We acknowledge some limitations of this study. First, this study had a small sample size from a single center. This limitation might be due to only a few institutions in our country, which have the required 13N ammonia production. Since the number of images in the training set used for image generation was over 1000, it was considered sufficient for building an image-to-image translation model. However, model rebuilding and validation in larger and more diverse cohorts is essential. Second, only a few patients (n = 14) underwent a PET scan within 1 month due to the difficulty of distinguishing between ischemia and attenuation artifacts by SPECT. It is necessary to obtain a large number of cases who underwent PET within one month due to an uncertain SPECT diagnosis and use them for both deep learning training and testing. Therefore, we plan to conduct a multicenter study and undertake further model refinement and validation. Third, both the training and testing groups had an insufficient and biased number of cases of obesity, RCA stenosis, and ventricular dilation, which are likely to produce well-known SPECT artifacts. Although, in this study cohort, there was no difference in most clinical characteristics between the training and test groups, the cohort were considered that attenuation artifacts are patient-specific and affected by characteristics such as sex, obesity, and ventricular size. We used an image-to-image translation network developed in a previous study [14]. U-Net network was used as the generator for this network [25]. The performance of the proposed model may be improved in the future by incorporating metadata such as patient height, weight, and the presence or absence of coronary stenosis into the down-sampling layer of U-Net as a numerical matrix [26]. Since this was the first attempt to translate SPECT images with PET as the supervisor, we needed to determine whether this deep learning approach worked well for attenuation correction using the simplest examinations possible. Further, accurate metadata were not always available in retrospective studies. We aim to improve our proposed SPECT-to-PET translation model in the near future.

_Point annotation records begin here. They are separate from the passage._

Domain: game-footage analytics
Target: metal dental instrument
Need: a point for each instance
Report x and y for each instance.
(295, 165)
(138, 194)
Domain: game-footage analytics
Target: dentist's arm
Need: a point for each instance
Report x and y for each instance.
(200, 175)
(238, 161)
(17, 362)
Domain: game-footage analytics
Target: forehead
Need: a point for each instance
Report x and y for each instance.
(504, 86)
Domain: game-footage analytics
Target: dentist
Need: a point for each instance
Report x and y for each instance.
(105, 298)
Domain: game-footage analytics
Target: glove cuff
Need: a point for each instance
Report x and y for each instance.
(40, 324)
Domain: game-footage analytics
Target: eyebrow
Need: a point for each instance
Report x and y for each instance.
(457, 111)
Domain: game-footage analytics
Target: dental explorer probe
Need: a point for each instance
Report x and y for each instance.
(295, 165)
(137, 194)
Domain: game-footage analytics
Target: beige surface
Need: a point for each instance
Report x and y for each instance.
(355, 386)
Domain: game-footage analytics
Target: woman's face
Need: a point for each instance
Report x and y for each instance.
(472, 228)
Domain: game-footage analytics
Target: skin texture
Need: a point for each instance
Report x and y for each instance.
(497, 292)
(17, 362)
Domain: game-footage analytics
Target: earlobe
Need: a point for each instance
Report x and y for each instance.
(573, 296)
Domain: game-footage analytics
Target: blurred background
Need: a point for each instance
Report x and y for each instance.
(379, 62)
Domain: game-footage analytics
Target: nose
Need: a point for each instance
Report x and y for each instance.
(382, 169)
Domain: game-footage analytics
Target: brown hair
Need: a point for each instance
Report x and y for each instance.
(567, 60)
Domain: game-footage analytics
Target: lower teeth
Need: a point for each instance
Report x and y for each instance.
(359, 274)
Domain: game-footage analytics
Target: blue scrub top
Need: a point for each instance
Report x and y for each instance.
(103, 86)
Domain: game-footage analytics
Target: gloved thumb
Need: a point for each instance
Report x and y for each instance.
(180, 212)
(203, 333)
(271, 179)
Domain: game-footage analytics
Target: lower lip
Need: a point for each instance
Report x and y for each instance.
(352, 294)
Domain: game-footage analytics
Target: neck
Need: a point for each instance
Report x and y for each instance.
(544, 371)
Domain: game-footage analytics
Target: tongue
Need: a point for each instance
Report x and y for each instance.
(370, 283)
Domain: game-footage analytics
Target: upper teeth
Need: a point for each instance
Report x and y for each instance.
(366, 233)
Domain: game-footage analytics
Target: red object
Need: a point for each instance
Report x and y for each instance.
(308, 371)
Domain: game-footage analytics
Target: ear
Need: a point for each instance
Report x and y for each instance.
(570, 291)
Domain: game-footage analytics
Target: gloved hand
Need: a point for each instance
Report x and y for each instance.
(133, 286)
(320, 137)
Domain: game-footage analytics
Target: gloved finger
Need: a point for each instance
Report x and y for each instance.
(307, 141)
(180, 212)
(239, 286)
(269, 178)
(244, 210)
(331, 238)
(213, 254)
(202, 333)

In conclusion, this study is the first to generate PET-like images from SPECT images based on deep learning. We believe that our PET-supervised deep learning model is a new approach to correct well-known inferior wall attenuation in SPECT myocardial perfusion imaging. Considering PET as the reference, our proposed SPECTSPT is consistent with SPECT, but strictly different in terms of the AHA 17-segment model. This proposed method is a post-processing deep-learning model that provides PET-like image information from CT-less SPECT images. Since standalone SPECT systems are used worldwide, the SPECTSPT generation model may be applied as a low-cost and practical clinical tool that provides powerful auxiliary information for myocardial blood flow diagnosis.